Tuesday, January 30, 2018

Try to prove God doesn't exist.

Vincent J. Curtis

27 Dec 2017

The Hamilton Spectator is having fun with its readers by publishing letters concerning the proof of God's existence, and the relation between religion and science.  None of the published letters indicated any familiarity at all with the various proofs of God's existence, and the exercise was one of an amusing game of the blind misleading the blind.

Aristotle, Plotinus, St. Augustine, St. Thomas Aquinas, and Gottfried Leibniz all offered sophisticated metaphysical proofs of God's existence, and these were recently summarized in an excellent book by the philosophy professor Edward Feser.  Below is a highly abbreviated summary, in critical form. 


RE: Science Misunderstood.


What a hash has been made of the discussion of the proofs of the existence of God!

It is not that everything, including the universe, requires a cause - so what caused God?  It is that no potential can be actualized unless something already actual actualizes it, (i.e. the principle of causality).  So, there exists a purely actual cause of the existence of things. This proof of the existence of God was first offered in Aristotle’s Metaphysics, and Aristotle declined to say that the universe had a beginning.

There must be at least one necessary being to explain why any contingent thing exists at all, and why any particular contingent thing persists in existence at any moment.  In principle, there can only be one necessary being.  And for there to be such a thing is for God to exist.

A thing that is composed of parts requires a concurrent cause keeping those parts together.  So, there must exist a simple or non-composite cause that is the uncaused cause of everything other than itself.

The existence of abstract universals, that exist in human-mind-external reality, the existence of propositions that are capable of existence outside of any human mind, the existence of numbers – other objects of thought, exist in a realm distinct from both the material world and from the human mind.  A realistic view of the world would hold that some propositions would be true whether or not the material world even exists – such as propositions of logic and mathematics that are true of necessity.  For these abstract objects to exist, they cannot depend upon the existence of a human intellect.  The necessity that there must be an infinite, divine intellect presents itself.
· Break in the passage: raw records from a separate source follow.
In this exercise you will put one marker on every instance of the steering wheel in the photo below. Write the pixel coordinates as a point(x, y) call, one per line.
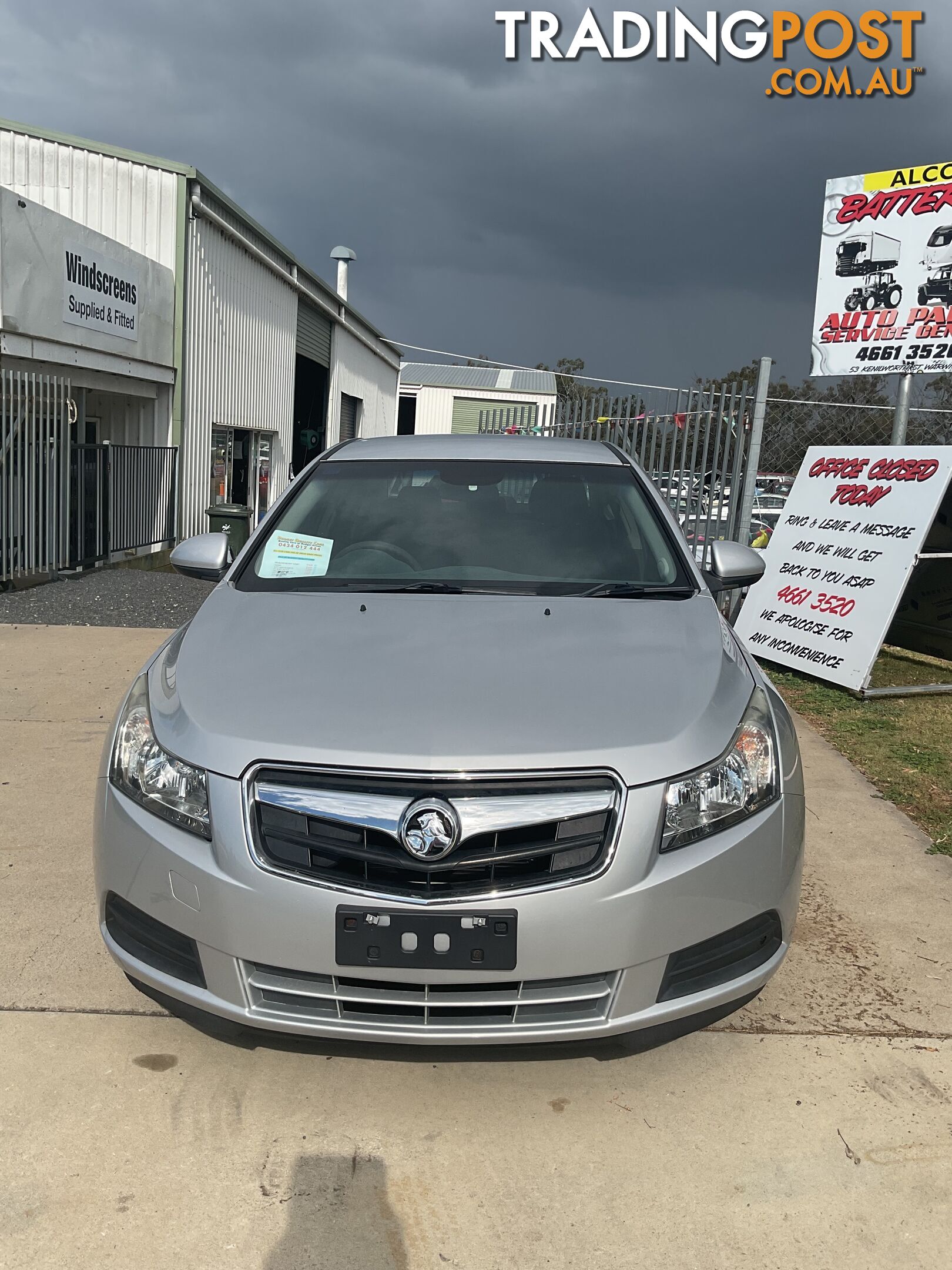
point(386, 548)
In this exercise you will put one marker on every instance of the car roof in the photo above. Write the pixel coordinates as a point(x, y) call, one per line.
point(552, 450)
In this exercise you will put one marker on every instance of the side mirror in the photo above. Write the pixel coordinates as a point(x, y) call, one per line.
point(735, 566)
point(206, 557)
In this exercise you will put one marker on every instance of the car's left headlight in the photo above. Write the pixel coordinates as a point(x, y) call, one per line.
point(154, 779)
point(744, 780)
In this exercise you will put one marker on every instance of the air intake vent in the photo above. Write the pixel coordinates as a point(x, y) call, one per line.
point(725, 957)
point(152, 941)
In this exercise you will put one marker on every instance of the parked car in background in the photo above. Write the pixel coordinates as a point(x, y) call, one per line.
point(330, 806)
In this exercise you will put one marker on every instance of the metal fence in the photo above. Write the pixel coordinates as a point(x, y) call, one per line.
point(35, 474)
point(791, 426)
point(141, 496)
point(66, 506)
point(696, 445)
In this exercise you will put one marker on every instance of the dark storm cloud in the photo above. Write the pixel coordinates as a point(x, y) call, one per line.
point(658, 219)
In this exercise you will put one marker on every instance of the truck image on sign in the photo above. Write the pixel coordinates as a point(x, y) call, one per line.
point(871, 257)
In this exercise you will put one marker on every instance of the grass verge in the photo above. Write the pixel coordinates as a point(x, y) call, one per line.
point(903, 744)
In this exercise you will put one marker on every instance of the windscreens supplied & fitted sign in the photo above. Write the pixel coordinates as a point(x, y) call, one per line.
point(99, 292)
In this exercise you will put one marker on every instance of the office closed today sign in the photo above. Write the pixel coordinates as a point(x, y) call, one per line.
point(841, 558)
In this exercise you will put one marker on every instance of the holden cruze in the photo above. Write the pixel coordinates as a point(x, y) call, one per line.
point(460, 750)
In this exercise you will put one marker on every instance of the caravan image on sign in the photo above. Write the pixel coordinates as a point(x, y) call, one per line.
point(884, 296)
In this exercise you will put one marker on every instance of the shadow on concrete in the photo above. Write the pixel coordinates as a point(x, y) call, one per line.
point(338, 1215)
point(604, 1051)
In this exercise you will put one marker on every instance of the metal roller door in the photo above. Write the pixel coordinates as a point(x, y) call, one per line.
point(348, 417)
point(313, 335)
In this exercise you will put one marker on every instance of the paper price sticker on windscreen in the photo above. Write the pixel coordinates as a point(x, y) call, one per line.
point(295, 556)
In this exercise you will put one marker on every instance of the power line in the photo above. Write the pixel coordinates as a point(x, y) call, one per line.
point(516, 366)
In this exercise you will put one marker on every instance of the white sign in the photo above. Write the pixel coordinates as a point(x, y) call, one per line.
point(99, 292)
point(295, 556)
point(884, 298)
point(841, 558)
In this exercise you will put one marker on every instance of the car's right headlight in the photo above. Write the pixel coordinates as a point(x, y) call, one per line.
point(153, 778)
point(743, 781)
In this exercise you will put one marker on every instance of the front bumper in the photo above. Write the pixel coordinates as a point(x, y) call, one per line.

The essence of a thing is really distinct from the existence of that thing.  Nothing can be the cause of existence of itself, and the existence of that thing must be imparted to it by some cause distinct from itself, and at every moment that it does exist.  Unless the essence of the thing is identical with its existence – something that just is subsistent existence itself.  And subsistent existence itself exists in a necessary way and is uncaused.  Subsistent existence itself has no potential for existence requiring actualization, but exists in a purely actual way.  Subsistence existence when more fully explored is found to have other attributes which are what it is for God to exist.

These arguments, when fully fleshed out, have withstood the objections of the greatest minds set against them.

The argument is not whether or not God exists – for that has been established in Natural Theology; the argument is which of the revealed religions is the true one.